February 21, 2012, 07:00 AM
Filed Under: Economy

According to an article posted on the Economic Voice, if the domestic recovery is ever to take off, it will be because small businesses are expanding, buying equipment, and hiring new employees. After the financial crises, banks all but turned their backs on these firms, citing high credit risks and abundant losses already on their books from “toxic” mortgage-backed securities.

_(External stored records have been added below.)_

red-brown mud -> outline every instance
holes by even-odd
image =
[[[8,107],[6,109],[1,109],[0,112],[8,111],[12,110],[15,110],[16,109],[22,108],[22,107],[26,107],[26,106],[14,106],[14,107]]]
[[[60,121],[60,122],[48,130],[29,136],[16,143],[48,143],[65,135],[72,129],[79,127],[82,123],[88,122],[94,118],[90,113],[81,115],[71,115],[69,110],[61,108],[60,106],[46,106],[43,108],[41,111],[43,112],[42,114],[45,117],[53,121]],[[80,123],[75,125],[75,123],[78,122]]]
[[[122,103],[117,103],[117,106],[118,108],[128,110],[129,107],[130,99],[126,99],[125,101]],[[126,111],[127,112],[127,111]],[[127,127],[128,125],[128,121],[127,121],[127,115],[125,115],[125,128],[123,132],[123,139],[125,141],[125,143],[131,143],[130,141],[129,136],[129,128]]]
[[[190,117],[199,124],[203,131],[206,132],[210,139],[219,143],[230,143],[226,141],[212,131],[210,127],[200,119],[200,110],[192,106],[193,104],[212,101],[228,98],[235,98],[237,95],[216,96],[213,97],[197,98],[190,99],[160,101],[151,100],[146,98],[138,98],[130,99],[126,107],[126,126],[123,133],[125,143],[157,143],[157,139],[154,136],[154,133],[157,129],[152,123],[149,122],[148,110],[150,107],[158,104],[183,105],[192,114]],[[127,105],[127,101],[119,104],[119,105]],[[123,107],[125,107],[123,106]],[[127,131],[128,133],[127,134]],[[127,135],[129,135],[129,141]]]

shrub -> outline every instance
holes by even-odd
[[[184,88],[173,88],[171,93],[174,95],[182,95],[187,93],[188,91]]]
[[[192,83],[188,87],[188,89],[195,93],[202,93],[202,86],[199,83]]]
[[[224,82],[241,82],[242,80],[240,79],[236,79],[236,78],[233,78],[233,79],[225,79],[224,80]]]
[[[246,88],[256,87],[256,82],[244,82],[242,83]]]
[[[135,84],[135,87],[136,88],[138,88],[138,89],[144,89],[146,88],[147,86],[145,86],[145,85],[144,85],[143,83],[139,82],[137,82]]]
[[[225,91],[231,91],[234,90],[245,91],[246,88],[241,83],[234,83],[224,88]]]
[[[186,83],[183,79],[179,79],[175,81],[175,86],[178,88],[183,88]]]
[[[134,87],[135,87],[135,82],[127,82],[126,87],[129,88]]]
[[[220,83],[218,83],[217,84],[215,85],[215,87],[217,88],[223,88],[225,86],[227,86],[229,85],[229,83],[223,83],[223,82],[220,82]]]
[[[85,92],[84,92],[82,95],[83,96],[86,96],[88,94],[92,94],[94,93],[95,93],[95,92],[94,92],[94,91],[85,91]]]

According to the article, Citibank, Chase, Bank of America, and Wells Fargo, recently released press releases proclaiming their increasing support of this sector with statistics that seem to defy the actual reality of the marketplace. However, the article cites Raymond J. Keating, chief economist at the Small Business & Entrepreneurship Council, saying, “Many small businesses are either struggling to get by or simply keeping their powder dry when it comes to capital investments, hiring and borrowing.” He objected that the majority of banks that he surveyed did not see any increase since most small-business owners are holding back due to the uncertainty in the economy.

This article also cites Ami Kassar, founder and CEO of Philadelphia-based MultiFunding, who also takes issue with the claims of the “Big Four” banks.  Mr. Kassar notes that the banks’ definition of a small business includes firms with as much as $20 million in annual revenue which are more stable, less risky, and able to get the attention of large banks.  He stated that the inclusion of these banks in the banking data misrepresents their true support of the small-business sector, where annual revenues are more likely to be $1 to $2 million a year. From IRS data, some 95%, or nearly 25 million, of the businesses that file tax returns have less than $1 million in annual sales.